You are viewing a plain text version of this content. The canonical link for it is here.
Posted to user@mahout.apache.org by Venkatesh U <ve...@gmail.com> on 2012/03/09 08:35:17 UTC
Some data sets with class imbalance
Dear friends,
I am working on an algorithm which works well on imbalanced data, I need
some data sets available in public domain which I can use to test my
algorithm for addressing class imbalance. Any pointers to data sets with
class imbalance appreciated.
Thanks,
Venkatesh
Re: Some data sets with class imbalance
Posted by Nick Pentreath <ni...@gmail.com>.
For binary classification, any click-through data (like online ad click-through data) is extremely unbalanced. Of the order of <0.5% positive examples.

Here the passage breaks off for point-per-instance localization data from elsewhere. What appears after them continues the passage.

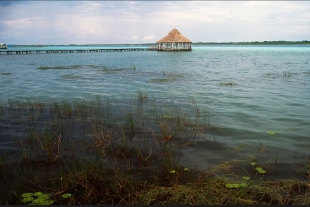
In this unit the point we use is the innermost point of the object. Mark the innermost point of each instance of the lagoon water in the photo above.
(250, 90)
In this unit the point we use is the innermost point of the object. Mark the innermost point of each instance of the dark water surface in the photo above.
(257, 95)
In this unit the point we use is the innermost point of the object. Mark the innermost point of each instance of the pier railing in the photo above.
(33, 51)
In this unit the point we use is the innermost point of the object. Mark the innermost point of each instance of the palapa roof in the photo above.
(174, 36)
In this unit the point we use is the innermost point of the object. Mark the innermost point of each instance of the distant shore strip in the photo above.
(18, 52)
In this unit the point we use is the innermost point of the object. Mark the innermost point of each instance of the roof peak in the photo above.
(174, 36)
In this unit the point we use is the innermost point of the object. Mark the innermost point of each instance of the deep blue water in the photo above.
(270, 91)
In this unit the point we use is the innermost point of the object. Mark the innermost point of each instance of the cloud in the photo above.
(81, 22)
(149, 37)
(135, 37)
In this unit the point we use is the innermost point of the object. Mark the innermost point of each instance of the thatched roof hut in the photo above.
(174, 41)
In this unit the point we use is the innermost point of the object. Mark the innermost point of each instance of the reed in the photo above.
(100, 151)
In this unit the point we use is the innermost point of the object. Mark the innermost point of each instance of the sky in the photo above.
(135, 22)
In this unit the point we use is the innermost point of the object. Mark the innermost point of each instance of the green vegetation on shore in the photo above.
(105, 152)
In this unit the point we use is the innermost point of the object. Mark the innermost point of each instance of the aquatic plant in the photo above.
(59, 67)
(141, 96)
(228, 84)
(37, 198)
(70, 77)
(159, 80)
(91, 142)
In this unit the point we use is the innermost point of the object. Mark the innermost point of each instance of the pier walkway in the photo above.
(33, 51)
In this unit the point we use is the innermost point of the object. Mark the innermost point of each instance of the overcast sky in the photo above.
(111, 22)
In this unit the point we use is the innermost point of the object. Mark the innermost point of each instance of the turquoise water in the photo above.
(270, 91)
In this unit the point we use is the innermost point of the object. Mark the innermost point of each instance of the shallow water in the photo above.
(270, 90)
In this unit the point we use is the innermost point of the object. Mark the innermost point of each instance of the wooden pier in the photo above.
(19, 52)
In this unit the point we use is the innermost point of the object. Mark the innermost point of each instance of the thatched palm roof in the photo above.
(174, 36)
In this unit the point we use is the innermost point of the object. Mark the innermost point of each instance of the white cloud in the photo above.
(135, 37)
(122, 21)
(149, 37)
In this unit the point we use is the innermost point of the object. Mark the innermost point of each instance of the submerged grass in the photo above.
(228, 84)
(101, 152)
(59, 67)
(70, 77)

Yahoo has some large data sets of this nature, that can be downloaded free for research purposes from Yahoo Research (I think it's research.yahoo.com)
N
On 9 Mar 2012, at 09:35, Venkatesh U <ve...@gmail.com> wrote:
> Dear friends,
> I am working on an algorithm which works well on imbalanced data, I need
> some data sets available in public domain which I can use to test my
> algorithm for addressing class imbalance. Any pointers to data sets with
> class imbalance appreciated.
>
> Thanks,
> Venkatesh